Das Projekt sollte die Kontroversen um die Diagnose von psychischen Störungen bei Kindern in den USA und die jüngste Zunahme des Einsatzes von Medikamenten zur Behandlung dieser Störungen besser verstehen.
Es wurden Fragen untersucht wie: Warum sind diese Diagnosen so umstritten? Warum haben manche Menschen das Gefühl, dass Kinder überbehandelt sind, während andere über eine Unterbehandlung besorgt sind? Da verschiedene Kulturen unterschiedliche Behandlungsraten mit Psychopharmaka haben, wie viel von dem, was wir in den USA sehen, hängt vom Kontext ab - von individuellen, familiären oder gesellschaftlichen Werten?
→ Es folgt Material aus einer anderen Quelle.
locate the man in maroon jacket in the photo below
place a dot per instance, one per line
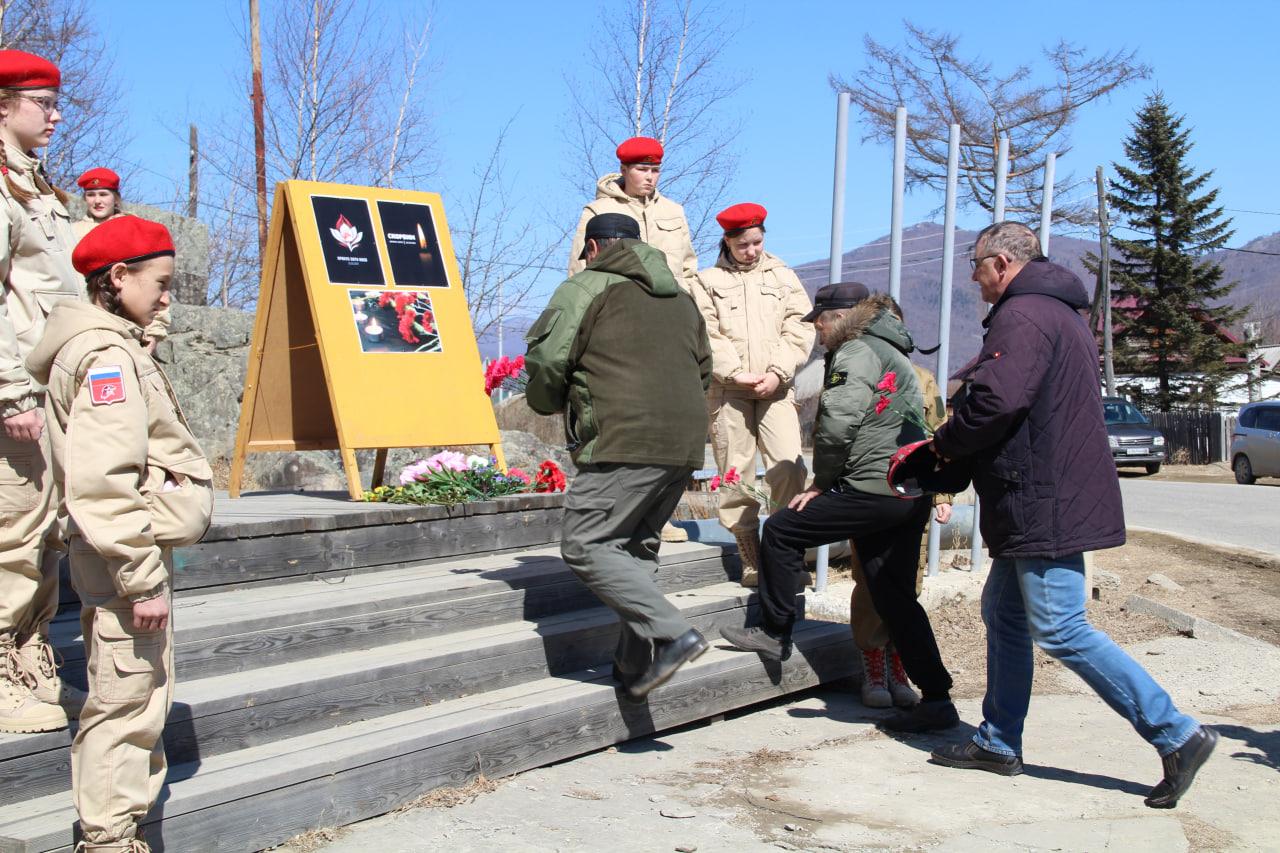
(1031, 427)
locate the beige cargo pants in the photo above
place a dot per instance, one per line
(118, 762)
(740, 427)
(30, 546)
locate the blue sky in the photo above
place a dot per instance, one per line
(1216, 64)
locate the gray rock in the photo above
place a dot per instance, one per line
(1165, 582)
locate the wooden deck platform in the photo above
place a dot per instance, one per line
(337, 660)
Die Workshops, die über einen Zeitraum von drei Jahren stattfanden, brachten Kliniker, Forscher, Wissenschaftler und Anwälte mit unterschiedlichem Hintergrund und unterschiedlichsten Ansichten zusammen. Der erste und der letzte Workshop befassten sich allgemein mit den Kontroversen, während jeder der mittleren drei Workshops sie im Zusammenhang mit einer Diagnose untersuchte - Aufmerksamkeitsdefizit-Hyperaktivitätsstörung (ADHS), Depression oder bipolare Störung.
Der Bericht kam zu dem Schluss, dass die pädiatrische psychiatrische Versorgung davon profitieren kann, wenn klargestellt wird, wo grundsätzliche Übereinstimmung und vernünftige Meinungsverschiedenheiten bestehen. Ein Video von Parens und Johnston, in dem ihr Bericht besprochen wird, sowie der vollständige Text finden Sie auf der Website des Projekts.